Einem anderen Delegierten namens Sam W. Pionlay, dem ebenso kurzfristig eine Absage erteilt worden war, hatte die kanadische Behörde erklärt, sie seien nicht überzeugt davon, dass er nach Abschluss der Konferenz Kanada auch wieder verlassen werde. Pionlay stammt ursprünglich aus Liberia, studiert jedoch aktuell IT in Marokko und arbeitet dort in der HIV- und AIDS-Prävention. "Es macht einfach keinen Sinn. Meine Arbeit hilft jungen Menschen hier in Afrika. Nächstes Jahr schließe ich mein Studium ab. Warum sollte ich in Kanada bleiben? Die Konferenz dieses Jahr hätte eine Gelegenheit für die Afrikaner sein sollen, teilzunehmen. Ich bin wirklich von Kanada enttäuscht. Ich bin frustriert", so Pionlay.

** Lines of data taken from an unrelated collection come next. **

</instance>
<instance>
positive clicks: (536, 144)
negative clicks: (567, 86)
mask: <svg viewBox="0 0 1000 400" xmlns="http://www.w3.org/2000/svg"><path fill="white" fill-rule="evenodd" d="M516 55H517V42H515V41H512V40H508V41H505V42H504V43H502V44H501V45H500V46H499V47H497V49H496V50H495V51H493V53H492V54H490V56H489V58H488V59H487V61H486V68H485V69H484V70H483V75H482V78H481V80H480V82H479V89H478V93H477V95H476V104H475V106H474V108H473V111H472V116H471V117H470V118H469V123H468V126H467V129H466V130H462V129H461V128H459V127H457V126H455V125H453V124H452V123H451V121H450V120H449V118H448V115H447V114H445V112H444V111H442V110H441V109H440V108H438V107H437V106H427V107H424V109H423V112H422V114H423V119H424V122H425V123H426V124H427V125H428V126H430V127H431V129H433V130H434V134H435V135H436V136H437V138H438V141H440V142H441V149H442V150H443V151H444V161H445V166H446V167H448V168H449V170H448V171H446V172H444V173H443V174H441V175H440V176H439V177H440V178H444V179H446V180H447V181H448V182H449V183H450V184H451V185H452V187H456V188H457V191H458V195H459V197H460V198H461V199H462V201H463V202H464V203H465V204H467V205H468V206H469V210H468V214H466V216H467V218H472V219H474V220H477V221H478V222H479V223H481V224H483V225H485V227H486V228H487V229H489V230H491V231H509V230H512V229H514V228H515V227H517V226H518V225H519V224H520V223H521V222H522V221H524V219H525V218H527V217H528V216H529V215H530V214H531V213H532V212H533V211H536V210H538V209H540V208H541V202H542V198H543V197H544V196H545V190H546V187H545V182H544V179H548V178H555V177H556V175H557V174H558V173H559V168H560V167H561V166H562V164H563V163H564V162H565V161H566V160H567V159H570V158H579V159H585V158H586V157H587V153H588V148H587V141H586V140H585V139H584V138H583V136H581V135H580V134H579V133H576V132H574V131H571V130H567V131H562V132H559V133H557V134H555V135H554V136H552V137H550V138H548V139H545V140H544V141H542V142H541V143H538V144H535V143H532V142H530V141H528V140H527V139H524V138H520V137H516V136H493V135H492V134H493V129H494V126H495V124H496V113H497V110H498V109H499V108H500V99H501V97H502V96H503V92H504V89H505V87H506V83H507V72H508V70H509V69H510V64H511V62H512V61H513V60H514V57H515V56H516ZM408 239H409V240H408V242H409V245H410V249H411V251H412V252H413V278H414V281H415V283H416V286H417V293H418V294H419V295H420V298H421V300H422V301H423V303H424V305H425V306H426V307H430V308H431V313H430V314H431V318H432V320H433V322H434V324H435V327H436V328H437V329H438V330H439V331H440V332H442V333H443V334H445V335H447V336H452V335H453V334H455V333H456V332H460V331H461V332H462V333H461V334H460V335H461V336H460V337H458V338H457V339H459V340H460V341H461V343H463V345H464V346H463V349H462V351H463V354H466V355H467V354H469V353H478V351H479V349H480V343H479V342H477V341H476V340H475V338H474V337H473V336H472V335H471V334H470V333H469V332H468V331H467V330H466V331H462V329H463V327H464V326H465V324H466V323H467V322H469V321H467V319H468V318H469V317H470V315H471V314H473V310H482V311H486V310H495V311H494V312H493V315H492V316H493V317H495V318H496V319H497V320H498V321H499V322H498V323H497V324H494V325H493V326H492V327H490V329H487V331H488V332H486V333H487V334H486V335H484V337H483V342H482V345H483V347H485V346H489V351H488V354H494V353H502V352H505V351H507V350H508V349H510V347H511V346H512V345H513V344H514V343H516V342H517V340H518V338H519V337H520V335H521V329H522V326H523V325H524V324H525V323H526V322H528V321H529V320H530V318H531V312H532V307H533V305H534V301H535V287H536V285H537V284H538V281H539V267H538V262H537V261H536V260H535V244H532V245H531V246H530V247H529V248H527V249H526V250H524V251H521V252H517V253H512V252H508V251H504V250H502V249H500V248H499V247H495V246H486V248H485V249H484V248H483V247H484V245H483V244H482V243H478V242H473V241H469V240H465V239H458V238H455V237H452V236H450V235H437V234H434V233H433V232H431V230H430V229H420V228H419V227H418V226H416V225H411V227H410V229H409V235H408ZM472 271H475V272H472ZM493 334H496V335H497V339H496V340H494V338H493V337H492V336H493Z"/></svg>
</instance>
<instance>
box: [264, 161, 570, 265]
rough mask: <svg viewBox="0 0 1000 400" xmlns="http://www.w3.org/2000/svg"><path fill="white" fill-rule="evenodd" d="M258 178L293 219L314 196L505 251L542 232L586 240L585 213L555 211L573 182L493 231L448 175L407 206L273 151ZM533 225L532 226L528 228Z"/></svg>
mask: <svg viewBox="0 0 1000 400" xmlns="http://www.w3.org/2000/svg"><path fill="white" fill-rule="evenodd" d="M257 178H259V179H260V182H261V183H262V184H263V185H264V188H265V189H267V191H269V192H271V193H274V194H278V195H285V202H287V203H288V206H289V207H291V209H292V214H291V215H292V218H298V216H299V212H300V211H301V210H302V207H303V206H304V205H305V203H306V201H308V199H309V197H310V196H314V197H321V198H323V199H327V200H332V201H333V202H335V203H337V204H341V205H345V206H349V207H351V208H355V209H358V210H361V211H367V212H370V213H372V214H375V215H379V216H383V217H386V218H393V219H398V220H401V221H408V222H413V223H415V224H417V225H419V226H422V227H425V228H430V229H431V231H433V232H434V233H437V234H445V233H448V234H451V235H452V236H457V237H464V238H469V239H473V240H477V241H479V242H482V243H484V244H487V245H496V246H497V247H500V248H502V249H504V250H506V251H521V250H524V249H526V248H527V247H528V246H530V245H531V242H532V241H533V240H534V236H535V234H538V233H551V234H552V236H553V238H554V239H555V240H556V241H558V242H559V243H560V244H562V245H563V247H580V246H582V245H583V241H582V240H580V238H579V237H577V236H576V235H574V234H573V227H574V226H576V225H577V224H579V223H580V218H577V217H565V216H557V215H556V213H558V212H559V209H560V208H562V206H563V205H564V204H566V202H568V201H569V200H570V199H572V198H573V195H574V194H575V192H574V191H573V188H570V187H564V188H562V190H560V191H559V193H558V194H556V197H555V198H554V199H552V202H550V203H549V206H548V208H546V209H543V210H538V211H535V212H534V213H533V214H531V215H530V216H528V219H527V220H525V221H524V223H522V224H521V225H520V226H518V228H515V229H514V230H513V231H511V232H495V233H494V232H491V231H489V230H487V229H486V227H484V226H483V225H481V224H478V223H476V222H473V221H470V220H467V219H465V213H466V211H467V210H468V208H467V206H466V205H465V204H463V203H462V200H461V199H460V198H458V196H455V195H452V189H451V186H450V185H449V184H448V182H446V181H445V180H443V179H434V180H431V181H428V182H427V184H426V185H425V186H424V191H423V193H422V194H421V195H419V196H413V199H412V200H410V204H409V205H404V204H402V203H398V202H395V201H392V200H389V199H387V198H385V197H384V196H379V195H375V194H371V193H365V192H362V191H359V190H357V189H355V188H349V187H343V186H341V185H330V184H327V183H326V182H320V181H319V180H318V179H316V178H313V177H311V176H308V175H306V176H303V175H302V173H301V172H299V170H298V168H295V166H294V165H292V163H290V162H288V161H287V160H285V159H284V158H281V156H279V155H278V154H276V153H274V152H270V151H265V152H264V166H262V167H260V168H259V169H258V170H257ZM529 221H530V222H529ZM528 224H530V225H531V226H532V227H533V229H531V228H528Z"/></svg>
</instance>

Inzwischen wird auch von offizieller Seite die Wahl von Kanada als Austragungsort der Konferenz scharf kritisiert. David Ndikumana, geschäftsführender Direktor der LGBTI*-Organisation WEKA, die in der Demokratischen Republik Kongo Menschen mit HIV hilft, erklärte: "Für mich ist das, was Kanada tut, eine Form der Diskriminierung!“ Auf Rückfrage der Deutschen Welle erklärte die Pressesprecherin des kanadischen Ministeriums für Einwanderung, Flüchtlinge und Staatsangehörigkeit (IRCC), Aidan Strickland: "Wir verstehen die Enttäuschung, die manche Antragssteller fühlen, wenn sie ihr Visum nicht rechtzeitig für die Welt-AIDS-Konferenz erhalten. Das IRCC hat alle erforderlichen Schritte unternommen, um die Bearbeitung der Anträge zu beschleunigen und Reisen zu dieser Veranstaltung zu ermöglichen."
Die Hoffnung mit Blick auf die aktuelle 24. Welt-AIDS-Konferenz ist nach wie vor hoch – aufgrund der Corona-Pandemie geriet die Bekämpfung der Virusinfektion und die Suche nach besseren weltweiten Versorgungsmöglichkeiten sowie schlussendlich die Forschung für ein Heilmittel ein Stück weit ins Hintertreffen. Mehrere tausend Wissenschaftler, Politiker, Aktivisten und Sozialarbeiter diskutieren seit Freitag über neue Lösungen und Ansätze. Erstmals tagte die Welt-AIDS-Konferenz 1985, sie ist die weltweit größte Zusammenkunft von HIV-Experten. Morgen Abend endet die aktuelle Konferenz in Montreal.